Horror Express (Eugenio Martín / Spain-United Kingdom, 1972):
(Pánico en el Transiberiano)

The science-religion debate, on the Transsiberian Express in 1906 a visitor from the stars contemplates it mordantly. From Szechuan Province cave to Peking train station for the immemorial troglodyte, frozen in a chained crate as prized discovery of the Royal Geographic Society professor (Christopher Lee). (In the baggage department it moves swiftly from a hairy paw picking the lock to a crimson eye glowing within the box.) Along for the ride is the surgeon (Peter Cushing) with a knack for friendly rivalry, plus the Polish countess (Silvia Tortosa) who scoffs at evolution, the police inspector (Julio Peña), the safe-cracking spy (Helga Liné), and the feverish monk (Alberto de Mendoza) who feels "the stink of hell in this train." One look from the beast is enough to leave eyeballs bleeding and brains erased "like chalk from a blackboard," its essence leaps from body to body in search of knowledge. "But what if one of you is the monster?" "Monster?! We're British, you know." A particularly elegant condensation of Hammer horror for a pulsing Spanish view, with benefits for Cohen (God Told Me To) and Carpenter (The Thing). Eugenio Martín allows himself a dash of Sternberg with an ascending crane on the steaming locomotive, then proceeds to line its corridors with ghouls. The missing link's ocular fluid under the microscope provides a presentation of ancient images captured as if in amber, they're of little interest to the Cossack bear (Telly Savalas) ready to slaughter everybody on board.

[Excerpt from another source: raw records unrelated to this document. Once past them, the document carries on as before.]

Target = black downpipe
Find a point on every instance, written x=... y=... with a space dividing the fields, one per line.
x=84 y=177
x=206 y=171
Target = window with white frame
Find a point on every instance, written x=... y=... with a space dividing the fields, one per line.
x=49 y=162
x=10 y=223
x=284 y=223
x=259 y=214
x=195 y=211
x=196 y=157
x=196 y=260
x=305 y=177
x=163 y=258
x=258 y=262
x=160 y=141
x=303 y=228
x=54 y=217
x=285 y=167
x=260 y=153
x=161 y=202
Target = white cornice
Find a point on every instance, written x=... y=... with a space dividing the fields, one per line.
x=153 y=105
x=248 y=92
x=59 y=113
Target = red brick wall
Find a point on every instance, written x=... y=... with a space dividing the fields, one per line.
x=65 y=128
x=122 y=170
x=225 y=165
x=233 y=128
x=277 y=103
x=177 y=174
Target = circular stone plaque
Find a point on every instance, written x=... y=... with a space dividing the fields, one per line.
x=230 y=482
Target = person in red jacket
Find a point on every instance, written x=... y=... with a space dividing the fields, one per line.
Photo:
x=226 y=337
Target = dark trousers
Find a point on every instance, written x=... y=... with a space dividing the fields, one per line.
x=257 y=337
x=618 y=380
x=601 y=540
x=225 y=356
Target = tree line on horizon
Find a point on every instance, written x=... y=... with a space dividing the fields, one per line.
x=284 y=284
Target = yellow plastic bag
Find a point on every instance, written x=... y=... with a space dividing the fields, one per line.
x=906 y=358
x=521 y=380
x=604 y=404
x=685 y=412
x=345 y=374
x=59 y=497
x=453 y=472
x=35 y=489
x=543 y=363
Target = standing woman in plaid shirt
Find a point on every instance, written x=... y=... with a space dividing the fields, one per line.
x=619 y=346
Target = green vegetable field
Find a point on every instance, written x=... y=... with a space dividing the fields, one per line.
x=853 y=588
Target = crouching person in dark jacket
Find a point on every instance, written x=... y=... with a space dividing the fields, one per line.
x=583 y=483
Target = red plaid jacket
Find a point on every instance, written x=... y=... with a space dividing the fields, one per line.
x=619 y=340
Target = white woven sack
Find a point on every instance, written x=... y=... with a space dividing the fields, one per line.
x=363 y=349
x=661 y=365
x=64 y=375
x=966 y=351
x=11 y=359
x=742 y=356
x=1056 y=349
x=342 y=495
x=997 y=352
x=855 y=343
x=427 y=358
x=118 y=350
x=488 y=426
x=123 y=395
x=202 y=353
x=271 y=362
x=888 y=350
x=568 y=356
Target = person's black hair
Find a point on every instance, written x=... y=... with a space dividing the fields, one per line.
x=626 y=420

Rasputin and his caprichos, as Dalí would have it, he welcomes his new overlord and finds transcendence at last in an infernal gleam at the head of the barreling express, an image from Gance's La Roue. Passengers clamor and gasp in the dark, Lee of course recognizes them as the audience: "Madame, they crave excitement." With George Rigaud, Victor Israel, and Alice Reinhardt.